Он стоял, смотрел и наверняка думал, что я болтливая дура.
– Саш, прости. Настю никак нельзя было оставлять, – попыталась я оправдаться.
– Круто! – фыркнул он. – Я что, теперь вожатый?
– Мы ненадолго, – беспечно махнул рукой Петров. – Пока решаем, что делать дальше. А вместе веселее.
– Обхохочешься, – процедил сквозь зубы Якушин, но, видимо, смирился, потому что замолчал.
Когда уже собрались уходить, Петров вдруг настороженно остановился и, пристально глядя в сторону автобусной остановки, тихо сказал:
– Чего тот чувак уставился?
Мы все превратились в тихих параноиков, допускающих, что наши лица могут быть опознаны даже в реале.
Но потом «чувак» смущенно сказал «привет» и подошел. Это был Амелин. В тонком черном пальто с глубоким капюшоном и короткими рукавами, из которого он явно вырос, и с полупустым рюкзаком на плече.
– Это Костя, – нехотя пояснила я, – тот самый. Седьмой.
И тут же возникло всеобщее растерянное замешательство, потому что мы уже немного привыкли друг к другу, а Амелин был явно не наш, больной и странный. Честно сказать, я не предполагала, что еще когда-нибудь его увижу.
– Как ты узнал?
Мне казалось, кроме меня с ним никто не общался.
– Ты мне сама сказала, – внаглую соврал он.
– Неправда, – разозлилась я. – Зачем ты обманываешь?
Но он не ответил, только пожал плечами и снова заулыбался, будто я сказала что-то приятное.
– Саш, я, честно, не говорила.
– Теперь уже плевать, – Якушин развернулся ко мне спиной. – Короче, сейчас на вокзал едем. На электричке километров сто, там еще пешочком, к обеду доберемся. Жратву надо будет купить. Кто-нибудь умеет готовить?

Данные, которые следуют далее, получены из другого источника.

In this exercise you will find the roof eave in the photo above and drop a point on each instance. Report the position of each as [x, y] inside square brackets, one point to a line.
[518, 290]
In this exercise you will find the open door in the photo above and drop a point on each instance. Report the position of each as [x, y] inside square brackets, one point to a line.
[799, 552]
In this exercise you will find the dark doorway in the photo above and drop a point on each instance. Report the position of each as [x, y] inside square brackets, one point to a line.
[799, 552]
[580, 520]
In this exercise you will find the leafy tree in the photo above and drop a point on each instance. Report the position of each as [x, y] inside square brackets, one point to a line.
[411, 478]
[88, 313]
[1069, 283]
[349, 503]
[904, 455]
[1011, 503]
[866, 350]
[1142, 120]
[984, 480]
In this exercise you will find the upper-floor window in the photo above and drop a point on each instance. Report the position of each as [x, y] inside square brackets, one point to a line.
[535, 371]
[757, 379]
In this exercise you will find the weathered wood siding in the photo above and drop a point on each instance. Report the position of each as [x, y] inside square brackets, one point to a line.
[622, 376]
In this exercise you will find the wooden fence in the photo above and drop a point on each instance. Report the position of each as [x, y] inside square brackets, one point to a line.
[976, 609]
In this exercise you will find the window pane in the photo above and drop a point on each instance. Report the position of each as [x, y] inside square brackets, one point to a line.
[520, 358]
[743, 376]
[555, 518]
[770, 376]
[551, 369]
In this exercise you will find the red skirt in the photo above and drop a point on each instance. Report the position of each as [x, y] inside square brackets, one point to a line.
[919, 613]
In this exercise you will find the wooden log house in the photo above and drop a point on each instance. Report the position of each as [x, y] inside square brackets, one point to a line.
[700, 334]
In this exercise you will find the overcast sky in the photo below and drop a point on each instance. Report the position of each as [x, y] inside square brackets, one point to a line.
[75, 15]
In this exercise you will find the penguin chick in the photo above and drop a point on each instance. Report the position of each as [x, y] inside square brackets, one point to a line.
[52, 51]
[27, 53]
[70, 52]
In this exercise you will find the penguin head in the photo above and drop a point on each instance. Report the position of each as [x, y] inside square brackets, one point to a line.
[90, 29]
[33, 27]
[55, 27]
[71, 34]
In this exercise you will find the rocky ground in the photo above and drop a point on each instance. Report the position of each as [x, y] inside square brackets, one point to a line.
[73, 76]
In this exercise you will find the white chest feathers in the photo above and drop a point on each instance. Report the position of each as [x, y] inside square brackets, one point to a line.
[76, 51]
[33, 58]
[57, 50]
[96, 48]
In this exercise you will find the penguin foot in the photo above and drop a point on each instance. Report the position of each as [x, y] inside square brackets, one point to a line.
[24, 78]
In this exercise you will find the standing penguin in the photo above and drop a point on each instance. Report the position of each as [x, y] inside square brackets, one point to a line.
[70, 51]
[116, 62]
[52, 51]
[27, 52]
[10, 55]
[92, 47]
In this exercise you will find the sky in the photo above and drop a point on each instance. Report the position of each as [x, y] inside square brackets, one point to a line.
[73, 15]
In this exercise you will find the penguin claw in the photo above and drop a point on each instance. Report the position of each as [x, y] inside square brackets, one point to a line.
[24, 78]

– Я умею, – Настя подняла руку, как в школе.
Герасимов что-то одобрительно промычал, и мы дворами двинулись к метро.
Но только дошли до конца длинного белого дома, как услышали позади яростный топот чьих-то ног. И будто оклик.
Обернулись. Если вдоль проезжей части горели фонари, во дворе еще царила кромешная тьма, и разглядеть кого-либо было нереально. Мерзкие чавкающие звуки настойчиво приближались.
Мы переглянулись, но с места не двинулись. Все, затаившись, молчали. В свете лампочки у подъезда было видно, что преследователь тоже сбавил темп.